The Ice Hotel

The Big Frog wrote this travel piece for The Guardian newspaper a while back but it is still a favourite:

The ice hotel in Jukkasjärvi, 200 kilometers north of the Arctic Circle in Sweden, has to be the coolest destination on the planet, in every sense of the word. The experience is simply astounding. Everything is made of ice, from the building itself to the vodka shot glasses, which increase in size every time they are refilled. The excitement is hot enough to almost thaw the walls in the hotel bar, a vast ice-cave filled with translucent frozen furniture. Only Vodka is available, as lesser drinks would be turned solid before they reached the glass.

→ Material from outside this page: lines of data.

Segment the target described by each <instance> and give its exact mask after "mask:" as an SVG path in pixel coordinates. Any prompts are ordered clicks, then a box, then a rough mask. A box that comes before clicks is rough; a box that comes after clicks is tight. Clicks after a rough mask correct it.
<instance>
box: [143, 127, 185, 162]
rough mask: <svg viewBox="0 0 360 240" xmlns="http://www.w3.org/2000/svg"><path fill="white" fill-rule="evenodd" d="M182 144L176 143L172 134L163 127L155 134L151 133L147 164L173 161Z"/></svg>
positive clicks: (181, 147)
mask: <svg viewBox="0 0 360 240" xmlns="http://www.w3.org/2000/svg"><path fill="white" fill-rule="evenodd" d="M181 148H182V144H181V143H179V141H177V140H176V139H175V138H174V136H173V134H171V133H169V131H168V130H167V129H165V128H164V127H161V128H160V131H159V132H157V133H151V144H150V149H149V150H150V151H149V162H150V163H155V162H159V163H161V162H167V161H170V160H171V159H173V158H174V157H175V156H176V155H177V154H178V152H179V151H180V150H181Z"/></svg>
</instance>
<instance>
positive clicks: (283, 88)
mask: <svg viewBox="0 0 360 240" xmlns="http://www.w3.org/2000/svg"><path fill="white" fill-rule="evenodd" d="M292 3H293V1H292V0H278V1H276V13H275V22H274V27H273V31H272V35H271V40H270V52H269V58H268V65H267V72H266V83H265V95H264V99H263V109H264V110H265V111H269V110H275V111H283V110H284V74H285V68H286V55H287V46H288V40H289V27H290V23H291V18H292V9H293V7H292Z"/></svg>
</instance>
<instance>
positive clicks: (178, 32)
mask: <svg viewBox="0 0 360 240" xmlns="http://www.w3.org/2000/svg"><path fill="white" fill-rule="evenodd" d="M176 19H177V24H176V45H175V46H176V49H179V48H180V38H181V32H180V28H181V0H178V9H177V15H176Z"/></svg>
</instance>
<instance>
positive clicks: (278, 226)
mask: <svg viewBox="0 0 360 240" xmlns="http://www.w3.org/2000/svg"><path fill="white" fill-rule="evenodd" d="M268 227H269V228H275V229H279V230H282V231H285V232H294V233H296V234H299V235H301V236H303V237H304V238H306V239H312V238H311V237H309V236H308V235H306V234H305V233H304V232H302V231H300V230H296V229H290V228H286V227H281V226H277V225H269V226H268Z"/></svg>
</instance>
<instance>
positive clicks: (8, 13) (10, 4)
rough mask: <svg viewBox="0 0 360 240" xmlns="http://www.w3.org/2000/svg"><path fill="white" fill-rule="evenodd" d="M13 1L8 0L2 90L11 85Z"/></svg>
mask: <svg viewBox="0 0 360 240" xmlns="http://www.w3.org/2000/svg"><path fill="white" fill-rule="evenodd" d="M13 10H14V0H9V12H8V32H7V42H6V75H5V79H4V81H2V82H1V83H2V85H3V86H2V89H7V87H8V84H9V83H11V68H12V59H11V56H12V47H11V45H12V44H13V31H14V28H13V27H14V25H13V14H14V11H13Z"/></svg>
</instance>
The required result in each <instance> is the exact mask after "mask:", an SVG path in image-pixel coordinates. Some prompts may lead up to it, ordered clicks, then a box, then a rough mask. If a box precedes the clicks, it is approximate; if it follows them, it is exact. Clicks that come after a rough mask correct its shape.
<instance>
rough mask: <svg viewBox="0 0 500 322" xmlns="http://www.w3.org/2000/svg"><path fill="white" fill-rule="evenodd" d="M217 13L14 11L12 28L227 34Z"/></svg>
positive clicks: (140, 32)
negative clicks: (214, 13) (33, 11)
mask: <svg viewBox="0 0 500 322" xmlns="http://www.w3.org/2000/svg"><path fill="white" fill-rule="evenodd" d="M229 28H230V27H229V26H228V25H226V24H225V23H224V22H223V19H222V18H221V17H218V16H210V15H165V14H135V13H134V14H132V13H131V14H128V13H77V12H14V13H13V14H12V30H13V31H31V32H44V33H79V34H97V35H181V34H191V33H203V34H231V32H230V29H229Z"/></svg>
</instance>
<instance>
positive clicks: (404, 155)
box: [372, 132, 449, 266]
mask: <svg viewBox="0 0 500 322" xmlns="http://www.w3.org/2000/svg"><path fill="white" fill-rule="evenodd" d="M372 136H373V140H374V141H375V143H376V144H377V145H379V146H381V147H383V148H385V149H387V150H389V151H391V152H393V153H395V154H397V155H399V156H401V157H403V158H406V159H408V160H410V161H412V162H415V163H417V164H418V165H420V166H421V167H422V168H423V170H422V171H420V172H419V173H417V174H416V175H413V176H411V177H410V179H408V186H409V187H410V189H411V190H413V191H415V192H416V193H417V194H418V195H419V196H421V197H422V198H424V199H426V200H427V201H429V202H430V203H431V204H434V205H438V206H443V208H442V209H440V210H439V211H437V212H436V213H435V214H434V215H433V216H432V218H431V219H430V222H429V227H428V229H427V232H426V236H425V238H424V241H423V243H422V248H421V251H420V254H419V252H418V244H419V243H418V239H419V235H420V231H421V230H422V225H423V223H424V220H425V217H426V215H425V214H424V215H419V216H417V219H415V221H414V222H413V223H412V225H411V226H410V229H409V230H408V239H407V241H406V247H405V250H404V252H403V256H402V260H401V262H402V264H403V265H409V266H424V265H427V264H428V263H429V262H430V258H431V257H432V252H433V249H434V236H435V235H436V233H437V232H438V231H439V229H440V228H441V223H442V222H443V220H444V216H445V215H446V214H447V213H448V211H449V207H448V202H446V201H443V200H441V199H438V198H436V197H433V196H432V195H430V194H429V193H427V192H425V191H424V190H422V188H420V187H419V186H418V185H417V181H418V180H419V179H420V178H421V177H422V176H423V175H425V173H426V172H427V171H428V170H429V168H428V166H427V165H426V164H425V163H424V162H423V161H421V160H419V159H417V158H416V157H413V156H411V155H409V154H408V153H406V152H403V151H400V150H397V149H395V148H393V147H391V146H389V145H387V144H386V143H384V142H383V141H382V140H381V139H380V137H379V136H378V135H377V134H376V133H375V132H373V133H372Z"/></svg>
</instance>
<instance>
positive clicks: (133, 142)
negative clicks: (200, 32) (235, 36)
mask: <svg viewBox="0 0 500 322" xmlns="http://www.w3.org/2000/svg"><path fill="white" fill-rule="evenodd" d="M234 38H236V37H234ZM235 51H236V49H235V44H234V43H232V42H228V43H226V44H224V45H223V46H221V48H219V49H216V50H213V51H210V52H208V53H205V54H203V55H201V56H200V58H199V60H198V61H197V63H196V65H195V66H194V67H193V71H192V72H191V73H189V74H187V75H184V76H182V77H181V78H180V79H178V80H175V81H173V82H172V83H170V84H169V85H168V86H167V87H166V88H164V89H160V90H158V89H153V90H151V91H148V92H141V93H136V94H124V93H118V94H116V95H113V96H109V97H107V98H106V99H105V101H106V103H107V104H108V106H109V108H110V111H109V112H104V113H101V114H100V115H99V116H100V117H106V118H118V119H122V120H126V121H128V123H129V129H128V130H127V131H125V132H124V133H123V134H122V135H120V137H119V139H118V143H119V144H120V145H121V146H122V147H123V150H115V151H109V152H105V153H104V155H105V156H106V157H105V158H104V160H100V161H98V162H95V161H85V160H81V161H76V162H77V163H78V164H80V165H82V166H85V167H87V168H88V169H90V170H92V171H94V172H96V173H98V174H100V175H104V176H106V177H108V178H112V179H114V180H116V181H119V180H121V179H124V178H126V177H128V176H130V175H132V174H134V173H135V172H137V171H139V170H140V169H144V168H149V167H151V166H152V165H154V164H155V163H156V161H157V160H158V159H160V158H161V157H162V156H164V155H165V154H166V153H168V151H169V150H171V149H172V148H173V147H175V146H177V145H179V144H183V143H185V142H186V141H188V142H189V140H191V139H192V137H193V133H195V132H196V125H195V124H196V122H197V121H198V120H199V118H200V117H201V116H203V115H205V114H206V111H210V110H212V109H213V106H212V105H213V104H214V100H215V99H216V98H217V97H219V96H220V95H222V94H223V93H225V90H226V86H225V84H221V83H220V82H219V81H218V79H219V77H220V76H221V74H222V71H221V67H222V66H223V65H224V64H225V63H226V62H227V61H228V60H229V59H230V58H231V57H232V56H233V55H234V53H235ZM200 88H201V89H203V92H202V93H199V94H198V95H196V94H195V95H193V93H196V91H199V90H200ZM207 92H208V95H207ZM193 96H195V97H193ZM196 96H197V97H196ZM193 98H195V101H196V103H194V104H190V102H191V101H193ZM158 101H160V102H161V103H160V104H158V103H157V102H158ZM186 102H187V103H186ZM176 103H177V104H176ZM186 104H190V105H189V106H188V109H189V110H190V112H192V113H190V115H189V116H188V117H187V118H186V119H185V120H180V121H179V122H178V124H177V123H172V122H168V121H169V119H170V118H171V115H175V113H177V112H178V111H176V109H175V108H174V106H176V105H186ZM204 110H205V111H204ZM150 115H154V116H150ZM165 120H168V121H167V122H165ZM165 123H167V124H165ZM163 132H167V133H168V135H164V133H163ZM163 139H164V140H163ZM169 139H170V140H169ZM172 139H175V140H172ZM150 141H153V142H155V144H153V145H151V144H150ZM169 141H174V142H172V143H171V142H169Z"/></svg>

There is an incredible sense of immediate camaraderie amongst everyone from the moment they arrive, probably caused by the sense of shared privilege at the aesthetic wonder of their frozen surroundings. Ice sculptures are illuminated in deep azures and sea-greens. A trip to the hotel lobby is like a surreal step into an arctic acid trip. Guests can sleep on a bed of ice topped by reindeer skins.

Before a breakfast of cured reindeer, they can take a sauna in a wooden caravan parked on a frozen lake; dropping through the caravan’s floor into the heart-stopping natural plunge-pool beneath.
Hardcore types can take a five day dog-sled safari across the cleanest, whitest breathtaking stillness on the planet. You can hire a snowmobile and howl across frozen lakes at near- motorway speeds as the bark of your engine echoes off steep valley walls and the ice cracks just behind your skids.

Drink schnapps and BBQ late into the night outside your cozy pinewood chalet as you marvel at the truly seminal dance of the Northern Lights in the cloudless sky above.

There are few unspoiled wilderness areas left on planet earth, but Jukkasjärvi still retains a vast incredible cleanliness and an awesome serenity. It deserves respect and demands a return visit. Experience this place before you die.

How to Cheat at Cooking

This piece was written as an application to join an online snarky blog run by a couple of London politicos a few years back. The Frog had to choose a current affairs topic and say something contentious.  This is the only one without swear words that I can publish here!

Delia upsets Organic Foodies.

The free-range organic brigade is up in arms lately. This time it’s because Delia Smith has pronounced that the chemical goo masquerading as food on our supermarket shelves is adequately edible, but only if you’re desperate enough. The current rehash and re-launch of her 1972 publication “How to cheat at cooking” suggests that there is no shame in making tasty quick meals from tinned mince lamb and frozen mashed potatoes. It’s supposedly a book for busy mothers on a budget.

Delia’s comments are regarded as apostasy by the those trendy chefs who ride around on scooters between organically certified delicatessens, but the sad fact is that she is right, basic supermarket fare might be crap, but it’s cheap, and probably won’t kill you.

Organic food is probably better for you than ‘value range’, but it doesn’t taste much different and it’s over twice as expensive. Most trendy yuppie couples start off eating nothing but organic tofu and fair-trade muesli before they breed, then they need to buy a place with an extra bedroom. They only to revert to buying family packs of battery chicken after they face the choice between cheap food or the cancellation their gym membership.

The smart people are those who simply avoid processed food. They buy cheap cuts of meat, basic vegetables and are savvy in the use of herbs and spices. They spend the money they saved on drinkable wine. That’s how to cheat at cooking.